Information
- Location: West Warwick, Rhode Island
- Ballpark: McCarthy Field
- Founded: 1996
- Disbanded: 1996
- League championships: None
- Former league: Northeast League (1996);
- Colors: Black, orange, white, dark gray, light gray
- Ownership: Mike Palermo
- General manager: Mike Palermo
- Manager: Mike Palermo

= Rhode Island Tiger Sharks =

Minor-league baseball team

The Rhode Island Tiger Sharks were a former Northeast League minor-league baseball team, located in West Warwick, Rhode Island. The Northeast League was an independent league and as such none of the teams in it were affiliated with Major League Baseball teams. The team played its home games at McCarthy Field and existed just one season, 1996.

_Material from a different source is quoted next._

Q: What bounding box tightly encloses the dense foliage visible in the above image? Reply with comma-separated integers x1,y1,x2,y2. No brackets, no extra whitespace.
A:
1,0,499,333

The Northeast League hosted its first season in 1995 and played as a six-team league, with all teams being based in the state of New York. The league immediately looked to expand and also three of the original six teams did not make it to a second year. The Northeast League wanted to expand into the New England Region and had to search fast. West Warwick would be one of the New England cities granted a franchise, taking over for the Mohawk Valley Landsharks. Bangor, Maine was granted the other.

The home field for the Tiger Sharks was McCarthy Field. The stadium proved not to be very conducive to minor-league baseball play. The left and right field lines were only about 300 ft from home plate and dead center field was only about 370 ft away. Although many home runs were hit that season, very few were by the Tiger Sharks. The team finished dead-last in the six-team league, with a record of 19–61, a full 36 games behind the first place Albany-Colonie Diamond Dogs and 11 games behind second to last place Adirondack. The team finished dead last in the league in runs per game with just 4.03 runs per game, and also sported a league-worst ERA of 6.37. They only hit 37 home runs while giving up 92. The only recognizable player for the Tiger Sharks was former New York Yankees utility outfielder Mike Humphreys.

It did not take long to figure out that minor-league baseball was not suited for the city and the park. Only about 200 fans attended per game and after the 1996 season the decision was made to shut down the team. The Tiger Sharks became the Allentown Ambassadors.